CentOS7.2安装Cloudera5.7.6
用getenforce
命令检查SELinux是否已禁用
$ getenforce
Disabled
修改SELinux配置文件
$ sudo vim /etc/selinux/config
SELINUX=disabled
$ sudo systemctl stop firewalld
$ sudo systemctl disable firewalld
此文件必须群集内所有主机都一致,可以在master主机上配置好,然后scp到其他slave主机
$ sudo vim /etc/hosts
192.168.31.160 master
192.168.31.161 slave1
192.168.31.162 slave2
$ sudo scp /etc/hosts slave1:/etc/hosts
$ sudo scp /etc/hosts slave2:/etc/hosts
# 确保hostname命令的的主机名与hosts中本机的主机名一致
$ sudo vim /etc/hostname
master
$ hostnamectl
sudo vim /etc/sysconfig/network-scripts/ifcfg-eno
BOOTPROTO="static"
ONBOOT="yes"
IPADDR=192.168.31.160
GATEWAY=192.168.31.1
DNS1=192.168.31.1
$ sudo yum install -y ntp
$ sudo systemctl enable ntpd
$ sudo systemctl enable ntpdate
$ sudo vim /etc/ntp.conf
server time1.aliyun.com
$ sudo ntpdate time1.aliyun.com
$ timedatectl
卸载系统自带的openjdk
$ rpm -qa | grep --color openjdk
$ sudo yum remove -y java-1.7.0-openjdk-headless.x86_64 java-1.7.0-openjdk.x86_64 java-1.8.0-openjdk-headless.x86_64 java-1.8.0-openjdk.x86_64
从oracle下载jdk并安装
# 安装oracle jdk1.8
$ sudo yum install -y jdk-8u144-linux-x64.rpm
$ sudo sysctl vm.swappiness=0
$ sudo vim /etc/sysctl.conf
vm.swappiness=0
# 使参数生效
$ sudo sysctl -p
# CentOS7.2需要修改/usr/lib/tuned下面的文件,否则开机会动态调整vm.swappiness参数。
$ grep -R 'vm.swappiness' *
latency-performance/tuned.conf:vm.swappiness=10
throughput-performance/tuned.conf:vm.swappiness=10
virtual-guest/tuned.conf:vm.swappiness = 30
# 修改virtual-guest/tuned.conf中的参数
$ sudo vim /usr/lib/tuned/virtual-guest/tuned.conf
vm.swappiness=0
$ sudo sh -c "echo never > /sys/kernel/mm/transparent_hugepage/defrag"
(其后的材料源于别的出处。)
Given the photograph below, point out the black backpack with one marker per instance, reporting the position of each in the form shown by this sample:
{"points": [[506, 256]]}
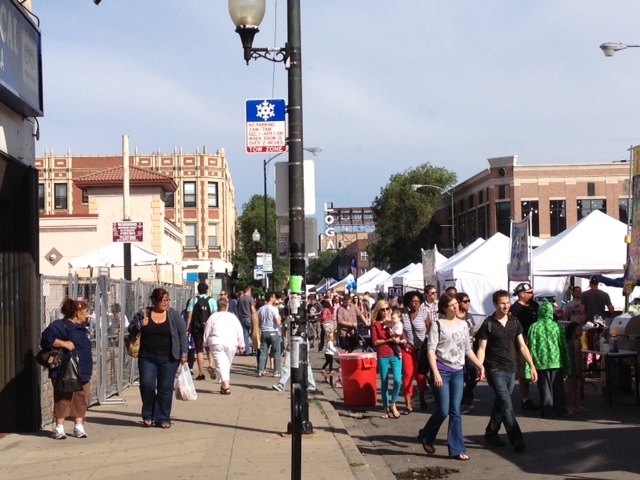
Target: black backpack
{"points": [[200, 314]]}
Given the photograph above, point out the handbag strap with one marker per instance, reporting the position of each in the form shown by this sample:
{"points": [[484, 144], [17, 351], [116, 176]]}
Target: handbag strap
{"points": [[417, 343]]}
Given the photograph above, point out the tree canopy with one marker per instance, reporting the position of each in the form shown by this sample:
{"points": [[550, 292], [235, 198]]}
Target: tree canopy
{"points": [[404, 217], [252, 218]]}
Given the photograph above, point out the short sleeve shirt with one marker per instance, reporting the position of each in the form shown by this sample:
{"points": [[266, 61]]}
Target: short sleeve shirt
{"points": [[502, 343]]}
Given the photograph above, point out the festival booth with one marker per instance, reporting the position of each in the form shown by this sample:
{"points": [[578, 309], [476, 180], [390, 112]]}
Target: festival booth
{"points": [[112, 256], [593, 246], [387, 285], [371, 284], [412, 279], [479, 273], [342, 285]]}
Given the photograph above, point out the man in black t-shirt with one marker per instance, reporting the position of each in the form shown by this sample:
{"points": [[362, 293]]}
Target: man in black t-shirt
{"points": [[500, 339], [526, 311]]}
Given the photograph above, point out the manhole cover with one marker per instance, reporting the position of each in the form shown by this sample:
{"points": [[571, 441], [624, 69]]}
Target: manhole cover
{"points": [[426, 473]]}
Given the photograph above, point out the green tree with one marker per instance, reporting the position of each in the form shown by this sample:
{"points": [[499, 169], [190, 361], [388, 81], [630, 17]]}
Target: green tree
{"points": [[325, 265], [403, 216], [252, 218]]}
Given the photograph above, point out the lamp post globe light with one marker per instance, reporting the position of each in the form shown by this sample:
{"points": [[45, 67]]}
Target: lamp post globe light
{"points": [[416, 187], [247, 15]]}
$ sudo sh -c "echo never > /sys/kernel/mm/transparent_hugepage/enabled"
$ sudo vim /etc/rc.local
echo never > /sys/kernel/mm/transparent_hugepage/defrag
echo never > /sys/kernel/mm/transparent_hugepage/enabled
# /etc/rc.local是/etc/rc.d/rc.local的符号链接,修改rc.local为可执行
$ sudo chmod +x /etc/rc.d/rc.local
$ sudo reboot
$ mv CDH-5.7.6-1.cdh5.7.6.p0.6-el7.parcel.sha{1,}
从CM Archive下载cloudera-manager.repo文件,修改里面的baseurl对应到你所安装的版本(我这里的版本是5.7.6),同时把gpgcheck=1
改为gpgcheck=0
,如果不修改的话,cloudera-manager-installer.bin安装时会自动把已经安装好的cloudera rpm包在线升级到最新版本,gpgkey那行可以删掉。
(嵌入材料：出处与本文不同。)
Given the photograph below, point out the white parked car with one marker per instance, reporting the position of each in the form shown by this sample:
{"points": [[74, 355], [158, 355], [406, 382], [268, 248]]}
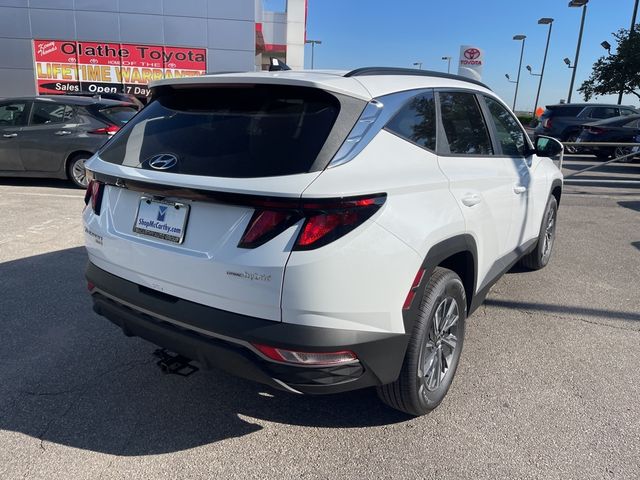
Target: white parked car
{"points": [[317, 231]]}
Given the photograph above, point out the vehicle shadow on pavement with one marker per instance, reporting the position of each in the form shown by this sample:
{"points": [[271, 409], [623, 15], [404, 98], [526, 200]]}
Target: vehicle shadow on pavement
{"points": [[39, 182], [632, 205], [560, 309], [70, 377]]}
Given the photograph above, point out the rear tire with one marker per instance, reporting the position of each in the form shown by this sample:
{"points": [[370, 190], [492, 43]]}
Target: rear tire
{"points": [[434, 348], [541, 254], [572, 137], [621, 151], [76, 171]]}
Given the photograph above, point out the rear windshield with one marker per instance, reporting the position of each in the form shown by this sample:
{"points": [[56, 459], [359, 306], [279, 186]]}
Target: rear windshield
{"points": [[236, 132], [118, 115], [563, 111]]}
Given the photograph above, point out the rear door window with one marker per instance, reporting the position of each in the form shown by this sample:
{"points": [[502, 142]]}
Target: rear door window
{"points": [[416, 121], [463, 123], [510, 134], [236, 132], [13, 114], [50, 113]]}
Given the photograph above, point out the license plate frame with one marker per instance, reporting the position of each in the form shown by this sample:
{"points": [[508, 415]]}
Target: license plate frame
{"points": [[158, 226]]}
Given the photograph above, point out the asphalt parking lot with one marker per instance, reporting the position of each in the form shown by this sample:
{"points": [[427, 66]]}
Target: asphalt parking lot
{"points": [[548, 386]]}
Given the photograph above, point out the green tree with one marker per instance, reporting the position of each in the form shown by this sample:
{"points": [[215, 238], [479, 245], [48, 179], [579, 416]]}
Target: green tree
{"points": [[617, 71]]}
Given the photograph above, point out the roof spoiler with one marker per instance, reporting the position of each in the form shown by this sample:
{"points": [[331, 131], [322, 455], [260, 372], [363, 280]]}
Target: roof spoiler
{"points": [[366, 71], [277, 65]]}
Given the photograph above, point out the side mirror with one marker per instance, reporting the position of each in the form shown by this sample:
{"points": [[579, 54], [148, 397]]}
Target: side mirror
{"points": [[548, 147]]}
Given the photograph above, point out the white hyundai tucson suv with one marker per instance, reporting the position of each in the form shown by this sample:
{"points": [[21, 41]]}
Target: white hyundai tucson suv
{"points": [[317, 231]]}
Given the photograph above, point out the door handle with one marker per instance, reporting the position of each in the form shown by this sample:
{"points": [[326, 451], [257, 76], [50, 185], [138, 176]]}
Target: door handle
{"points": [[471, 200]]}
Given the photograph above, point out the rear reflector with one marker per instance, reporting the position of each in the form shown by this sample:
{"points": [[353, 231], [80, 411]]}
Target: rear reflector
{"points": [[265, 225], [110, 130], [94, 192], [324, 220], [413, 290], [306, 358]]}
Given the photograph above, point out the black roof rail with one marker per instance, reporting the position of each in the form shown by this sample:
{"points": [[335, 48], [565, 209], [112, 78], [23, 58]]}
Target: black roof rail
{"points": [[367, 71]]}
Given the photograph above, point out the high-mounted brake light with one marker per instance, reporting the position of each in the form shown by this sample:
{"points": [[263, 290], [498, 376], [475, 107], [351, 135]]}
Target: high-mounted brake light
{"points": [[110, 130], [306, 358], [94, 192], [324, 220]]}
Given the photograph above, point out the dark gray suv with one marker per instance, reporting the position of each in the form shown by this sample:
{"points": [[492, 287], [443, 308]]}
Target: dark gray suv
{"points": [[52, 136], [563, 121]]}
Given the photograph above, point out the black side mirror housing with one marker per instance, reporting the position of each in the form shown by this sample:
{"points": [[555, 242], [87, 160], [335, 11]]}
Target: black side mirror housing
{"points": [[548, 147]]}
$ vim cloudera-manager.repo
$ sudo cp cloudera-manager.repo /etc/yum.repos.d
[cloudera-manager]
# Packages for Cloudera Manager, Version 5, on RedHat or CentOS 7 x86_64
name = Cloudera Manager
baseurl = http://archive.cloudera.com/cm5/redhat/7/x86_64/cm/5.7.6/
gpgcheck = 0
检查在yum源是否可以找到cloudera相关的包
$ yum list | grep cloudera
将下载好的CDH文件(parcel、parcel.sha、manifest.json)移到/opt/cloudera/parcel-repo目录,如果此步没做,在Cloudera Manager进行群集安装时,系统会去网上下载parcel文件,此文件大小在1.4GB左右
$ sudo mkdir -p /opt/cloudera
$ sudo mv ~/cdh /opt/cloudera/parcel-repo
解压下载好的CM5.7.6压缩包
$ tar xvzf cm5.7.6-centos7.x86_64
进入解压后的cm目录,找到rpm文件,然后使用yum安装,yum会自动安装相关依赖包
$ cd cm/5/RPMS/x86_64
$ sudo yum localinstall --nogpgcheck -y cloudera-manager-agent-*.rpm cloudera-manager-server-*.rpm cloudera-manager-daemons-*.rpm
注意:如果不使用内置的PostgreSQL数据库,则不需要安装cloudera-manager-server-db的RPM包。
这里不使用内置数据库
$ sudo rm -f /etc/cloudera-scm-server/db.properties
如果前面的RPMS包都已安装,并且cloudera-manager.repo文件配置正确,则这一步会很快完成(1分钟左右)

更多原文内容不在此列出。